Hungary’s Orbán predicts Trump win: ‘A change would be good for the world’
Hungarian Prime Minister Viktor Orbán said over the weekend there is a “very, very high chance” President Biden will not be reelected in November and praised former President Trump as a “man of peace.”
“I’m sure that a change would be good for the world,” Orbán said in an interview Sunday with Axel Springer media outlets, including Politico.
He applauded Trump as a “self-made man” with a “different approach to everything,” stating his return to office “will be good for the world politics.”
“He [Trump] is the man of peace. Under his four-year term he did not initiate a single war, and he did a lot in order to create peace in old conflicts in very complicated areas of the world,” Orbán said, per Politico.
Orbán, who has been widely criticized for his friendly relations with Russia amid its war with Ukraine, called out the Biden’s administration’s approach toward the Russia-Ukraine war as Washington continues to mount financial and military support for Kyiv.
Trump, who has repeatedly claimed that he could end Russia’s war in Ukraine in just 24 hours if he were the president, was reportedly shown a plan in recent months that would make U.S. assistance conditional on Ukraine entering peace talks with Russia, Reuters reported last month. Moscow would also be warned any refusal to negotiate would prompt increased U.S. support for Ukraine.
When asked about this plan, Orbán said, “I think new leadership will provide new chances.”
Orbán came under criticism from Washington and other European allies last week for his trip to Moscow to meet with Russian President Vladimir Putin.
“We’re concerned that Prime Minister Orbán would choose to take this trip to Moscow, which will neither advance the cause of peace, nor will it promote Ukrainian sovereignty, territorial integrity and independence,” a senior Biden administration official said on a call with reporters ahead of this week’s NATO summit in Washington.
“Look, at the end of the day, we believe that Russia could end this war today by ceasing its aggression against Ukraine,” the official added.
Prior to his trip to Moscow, Orbán met with Ukrainian President Volodymyr Zelensky in Kyiv, saying he was pitching a “a deadline-bound cease-fire, that could provide an opportunity to speed up peace negotiations.”

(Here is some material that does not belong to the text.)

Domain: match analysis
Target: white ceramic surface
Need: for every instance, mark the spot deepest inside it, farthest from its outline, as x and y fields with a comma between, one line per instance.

Zelensky said Orbán’s visit was “a clear signal to all of us of the importance of unity in Europe and taking collective steps.”
Orbán said Sunday that peace talks would be possible in the Russia-Ukraine conflict if the U.S., China, Europe and the nations at war would sit together at the negotiating table.
He largely blamed Washington for why these talks have not happened, Politico reported.
“China has a peace plan. America runs a war policy,” he said. “And Europe, instead of having our autonomous strategic approach and position, we are simply copying the American position.”
“The job for me now is not to say … who is good, who is bad. The situation is obvious,” he said, explicitly stating that Russia invaded Ukraine. “But I would not like to be indulged [in] a kind of measurement, who is responsible for what, and so on. My duty is to concentrate on how we can create peace.”
The Hill reached out to the White House and Biden and Trump’s reelection campaigns for comment.
The NATO summit is set to take place Tuesday to Thursday. Allies are expected to outline new financial and military commitments for Ukraine in its war against Russia since Putin launched a full-scale invasion against the country in February 2022.
Other summit deliverables include the alliance announcing new NATO commitments to Ukraine to deepen ties and to lay the groundwork for Kyiv to eventually join the alliance.